Die Strafkammer hat eine rechtsfehlerfreie Gesamtwürdigung (vgl. BGHSt 26, 97, 98 f.) vorgenommen. Sie hat nicht in Frage gestellt, dass für den Angeklagten im Hinblick auf die begangene Tat das deutsche Strafrecht mit seinen Wertvorstellungen verbindlich ist.

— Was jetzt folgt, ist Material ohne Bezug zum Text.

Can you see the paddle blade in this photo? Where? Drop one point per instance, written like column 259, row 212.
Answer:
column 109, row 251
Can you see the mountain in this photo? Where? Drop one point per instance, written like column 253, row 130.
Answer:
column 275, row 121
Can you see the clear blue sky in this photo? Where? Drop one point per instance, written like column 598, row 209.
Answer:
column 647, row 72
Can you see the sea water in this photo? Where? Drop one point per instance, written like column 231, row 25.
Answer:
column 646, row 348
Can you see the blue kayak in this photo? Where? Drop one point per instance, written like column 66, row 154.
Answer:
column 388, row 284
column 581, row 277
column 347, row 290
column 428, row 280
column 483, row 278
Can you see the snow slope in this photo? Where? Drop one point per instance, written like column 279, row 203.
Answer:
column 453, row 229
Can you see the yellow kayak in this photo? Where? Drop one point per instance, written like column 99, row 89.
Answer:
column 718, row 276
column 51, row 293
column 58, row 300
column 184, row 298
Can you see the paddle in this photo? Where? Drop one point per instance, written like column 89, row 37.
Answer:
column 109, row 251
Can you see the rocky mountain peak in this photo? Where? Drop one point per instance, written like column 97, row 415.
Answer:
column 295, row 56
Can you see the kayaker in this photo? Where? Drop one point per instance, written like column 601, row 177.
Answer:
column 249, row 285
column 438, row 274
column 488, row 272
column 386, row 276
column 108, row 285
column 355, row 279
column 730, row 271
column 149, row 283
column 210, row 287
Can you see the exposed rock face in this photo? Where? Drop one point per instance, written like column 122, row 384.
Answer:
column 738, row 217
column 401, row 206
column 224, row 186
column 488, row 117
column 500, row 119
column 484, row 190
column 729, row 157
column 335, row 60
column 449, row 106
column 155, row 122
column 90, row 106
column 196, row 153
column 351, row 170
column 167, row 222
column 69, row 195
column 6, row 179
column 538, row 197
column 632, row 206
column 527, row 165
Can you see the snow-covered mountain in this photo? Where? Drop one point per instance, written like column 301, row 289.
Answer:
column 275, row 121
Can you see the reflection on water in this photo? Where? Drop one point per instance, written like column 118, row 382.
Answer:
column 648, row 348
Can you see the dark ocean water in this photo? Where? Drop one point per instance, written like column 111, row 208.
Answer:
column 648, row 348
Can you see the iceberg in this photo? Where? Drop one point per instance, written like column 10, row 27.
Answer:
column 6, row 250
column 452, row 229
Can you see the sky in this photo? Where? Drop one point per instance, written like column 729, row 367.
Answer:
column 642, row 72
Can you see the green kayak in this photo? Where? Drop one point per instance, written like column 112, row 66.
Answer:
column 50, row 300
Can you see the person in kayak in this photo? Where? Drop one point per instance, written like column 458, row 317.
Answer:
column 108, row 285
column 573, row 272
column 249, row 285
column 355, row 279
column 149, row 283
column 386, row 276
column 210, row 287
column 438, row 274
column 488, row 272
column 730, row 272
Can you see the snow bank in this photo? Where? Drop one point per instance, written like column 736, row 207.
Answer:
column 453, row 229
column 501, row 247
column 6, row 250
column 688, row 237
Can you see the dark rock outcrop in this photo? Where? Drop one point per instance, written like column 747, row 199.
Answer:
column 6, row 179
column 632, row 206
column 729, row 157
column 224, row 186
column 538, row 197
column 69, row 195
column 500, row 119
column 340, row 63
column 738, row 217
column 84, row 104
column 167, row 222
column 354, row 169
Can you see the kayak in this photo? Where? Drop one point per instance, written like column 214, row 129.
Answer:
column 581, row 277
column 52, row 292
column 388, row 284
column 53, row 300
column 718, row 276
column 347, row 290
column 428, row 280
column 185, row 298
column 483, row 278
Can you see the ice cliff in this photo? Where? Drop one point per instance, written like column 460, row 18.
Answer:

Sie durfte aber - entgegen der Auffassung der Staatsanwaltschaft - unter den festgestellten Umständen strafmildernd berücksichtigen, dass der - wie auch die Nebenklägerin - aus einem anderen Kulturkreis stammende Angeklagte unter dem "Erwartungsdruck" seiner Familie stand und daher zur Begehung der Tat insgesamt eine geringere Hemmschwelle zu überwinden hatte (vgl. BGH NStZ 1996, 80; StV 2002, 20; Tröndle/Fischer, StGB 54. Aufl. § 46 Rdn. 43a). Soweit die Beschwerdeführerin in ihrer Rechtsmittelbegründung im Übrigen eine eigene Strafzumessung vornimmt, kann sie damit im Revisionsverfahren nicht gehört werden. Die verhängte Strafe ist zwar niedrig, sie entfernt sich aber unter den vom Landgericht festgestellten und gewürdigten besonderen Umständen des Falles noch nicht nach unten von ihrer Bestimmung, gerechter Schuldausgleich zu sein, sondern liegt noch innerhalb des Beurteilungsrahmens, der dem Tatrichter eingeräumt ist (vgl. BGHSt 29, 319, 320).
Der Senat hat die Urteilsformel - entsprechend dem verkündeten Urteilstenor und UA 32 - dahin berichtigt, dass der Angeklagte nicht zu einer Gesamtfreiheitsstrafe, sondern zu einer Freiheitsstrafe von zwei Jahren mit Strafaussetzung zur Bewährung verurteilt ist.